We all have told them and have heard them; yes, ladies and gentlemen they are stories. When I hear the word “story” it takes me down memory lane, and reminds me of two pleasant things; my childhood and my Grandpa. Who would have thought that such a simple word could be so powerful. Imagine how the simple act of storytelling can have the same effect. A quote from Nancy Mellon states that “because there is a natural storytelling urge and ability in all human beings, even just a little nurturing of this impulse can bring about astonishing and delightful results.” Astonishing and delightful results were exactly what was seen in a scientific study that examined the power of storytelling in treating patients with hypertension.

The aforementioned study was lead by Dr. Thomas K. Houston, a researcher at the University of Massachusetts medical school. Dr. Houston stated that “telling and listening to stories is the way we make sense of our lives”, and this basic knowledge caused a light bulb in Houston’s head to flicker. He believed that stories may have the potential to improve health. What better way to prove it than to conduct a study? That is exactly what Houston did; he gathered a team together, along with 299 African American patients suffering from hypertension, and thus the study began.
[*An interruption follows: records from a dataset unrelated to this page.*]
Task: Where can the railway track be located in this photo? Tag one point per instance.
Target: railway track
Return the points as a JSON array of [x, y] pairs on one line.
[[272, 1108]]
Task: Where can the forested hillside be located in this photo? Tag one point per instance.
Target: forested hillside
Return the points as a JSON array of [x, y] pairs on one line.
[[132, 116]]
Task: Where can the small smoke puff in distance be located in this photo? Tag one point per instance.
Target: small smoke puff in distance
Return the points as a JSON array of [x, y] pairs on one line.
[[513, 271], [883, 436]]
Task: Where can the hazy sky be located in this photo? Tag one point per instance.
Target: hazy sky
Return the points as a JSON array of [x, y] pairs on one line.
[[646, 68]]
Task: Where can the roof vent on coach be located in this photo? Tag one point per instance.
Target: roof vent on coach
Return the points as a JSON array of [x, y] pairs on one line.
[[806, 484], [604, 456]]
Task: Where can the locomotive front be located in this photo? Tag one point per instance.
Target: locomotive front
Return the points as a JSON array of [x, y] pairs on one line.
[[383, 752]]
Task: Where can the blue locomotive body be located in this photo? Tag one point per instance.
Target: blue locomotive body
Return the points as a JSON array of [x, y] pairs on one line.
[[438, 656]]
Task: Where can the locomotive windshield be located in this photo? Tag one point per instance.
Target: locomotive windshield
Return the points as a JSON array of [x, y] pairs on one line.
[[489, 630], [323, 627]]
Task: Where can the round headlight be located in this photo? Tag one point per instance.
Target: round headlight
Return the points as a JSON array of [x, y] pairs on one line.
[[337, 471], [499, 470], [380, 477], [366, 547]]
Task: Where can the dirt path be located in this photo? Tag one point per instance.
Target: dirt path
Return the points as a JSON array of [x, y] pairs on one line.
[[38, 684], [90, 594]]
Half of the participants in the study were given a storytelling DVD that contained stories about real patients going through similar experiences as them. The other half of the participants were also given a DVD, but the DVD given to them did not contain stories, rather it contained generic health information about their illness; hypertension. All the DVD’s were distributed at three-month intervals and blood pressures were checked at 3, 6, and 9 months. The results obtained were “astonishing and delightful”. The participants that received the storytelling DVD’s had a decrease in their blood pressure almost, if not exactly as significant as those patients whose hypertension was treated with pharmaceutical substances.

The data collected from this study suggests that storytelling can be used to improve a patient's health. The findings of the study were of no surprise to Dr. Houston, and he plans to continue his research. Who knows what the future may hold based on the findings of this study. Maybe we will have Doctors handing out prescriptions for stories, nonetheless, remember to never underestimate the power of storytelling.


Mason Posner said...

We should let Jay Hosler know about this so that he can tell his publisher.

Patrick Schnieders said...

A very interesting and informative post! Dr. Houston came up with quite an innovative study.